It's frustrating that there aren't more questions to answer. If I keep checking for new questions and there aren't any, eventually I am going to stop bothering to check and then because I am mostly here to write and not to clean up after others, going to stop bothering to review/vote/edit.

This has been brought up before, over years ago and while we have added lots of users and content since then, the question rate has not really improved.

If you think about any of the big websites (Facebook/Twitter/Reddit/Stackoverflow) one of the big things they have going for them is that when you check them again, there will be new content.

The question rate is even poorer when you consider that one needs to subtract

  • Those you don't find interesting.
  • Where someone else has already answered perfectly.
  • When you don't know enough about the subject.

It's not impossible, we have had a week with an average question rate of 8 questions per day, and multiple days with 10 questions per day.

I have ideas and some stats as to why this might be but am interested in what other people think about why and what we could possibly do to get more questions.

  • One trick is to edit old questions to bring them forward. Unanswered ones can look new & encourage new users to start with answers, then ask their own questions. Established questions can show new users some of our different topics, giving them ideas of what type of questions to ask. Old posts are good for adding views and maybe getting nto the HNQ list. It keeps the front page from looking the same every day. I just did a few. (By accident I think two were from the same OP.) It's not a big solution but hope it will help in the meantime! Commented Aug 23, 2018 at 23:24
  • A good way is to nurture people who's first post is an answer. Frequently a subject will catch someone's eye and they pop in to answer. If/when we don't use those opportunities as a way to welcome people and help them understand our system, they won't stay and ask a question! Commented Aug 28, 2018 at 3:58
  • 2
    It would help if high quality questions were not frequently closed on technicalities.
    – Qudit
    Commented Sep 5, 2018 at 22:04

5 Answers 5


I see two things we can do.

  1. Be nicer to new users who post for the first time. We now have the New Contributor Indicator! which has some guidences as well a reminder that the user is new. Wikipedia has an Assume good faith guidline, I try to apply it here as well.

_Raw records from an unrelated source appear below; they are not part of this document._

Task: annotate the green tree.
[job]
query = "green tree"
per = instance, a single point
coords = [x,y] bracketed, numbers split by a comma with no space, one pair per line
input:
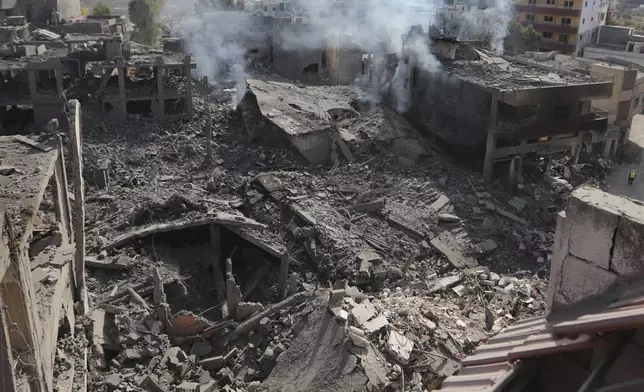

  2. If you are an established user, post new questions. Yes maybe you can find the answer on the internet, but we want other people to find the answer HERE at TGO there is nothing wrong with posting and new question and answering it yourself as some users have been doing. Some people feel it is a flood of artificial questions! but in the end the community supports that is a good thing.

  • 1
    The new contributor post on meta.se has 157 downvotes so it may not be around for long. Your second point is what a lot of people don't seem to get Commented Aug 22, 2018 at 17:42
  • James, I agree all around. As you said "Assuming good faith," is so important. People need the benefit of the doubt. I love our New Contributor Indicator, and our clearer Code of Conduct. I never saw that Wikipedia guideline. It's excellent as well. @CharlieBrumbaugh, NCI may not officially last forever, but it's worth it. Re-training our minds is a constant part of human interaction, so anything that nudges us in the right direction can be key in growing the community. Commented Aug 24, 2018 at 3:18
  • I'd also add that being nicer to each other is another way of being nicer to new users. We set an example in our comment discussions, which is why Corporate is working so hard to control comments. Part of deciding whether or not to post on any community is seeing how other people are behaving. First impressions are not just the questions, but also the behavior surrounding them. That's not a criticism. It's easy, and natural, to forget that there are people who "look before they speak." Commented Aug 24, 2018 at 3:25

Speculative Answer:

English Language and Usage (ELU) has a similar problem, not with the number of questions per day, but with the number of interesting questions per day. This gets kicked around on their Meta periodically. Someone always suggests that the real experts on ELU should ask more questions, and one of the responses always is:

When I have a question, I can usually find the answer pretty quickly myself.

And ELU is not very welcoming to neophytes who ask conceptually simple questions.

Do we have a similar problem: (1) that the most expert users here know or can deduce the answers to the few things that puzzle them, and (2) we are not welcoming (or are somehow intimidating) to very basic questions from neophytes?

Or perhaps one of the reasons is the Y-chromosome factor. Men don't like to ask directions, so a neophyte backpacker or climber thinks he should figure out his problems himself.

Maybe some of us should ask more obvious questions - questions the answers to which would be a sort of primer on how to enjoy the outdoors. But then, would the OPs get downvotes for boring questions?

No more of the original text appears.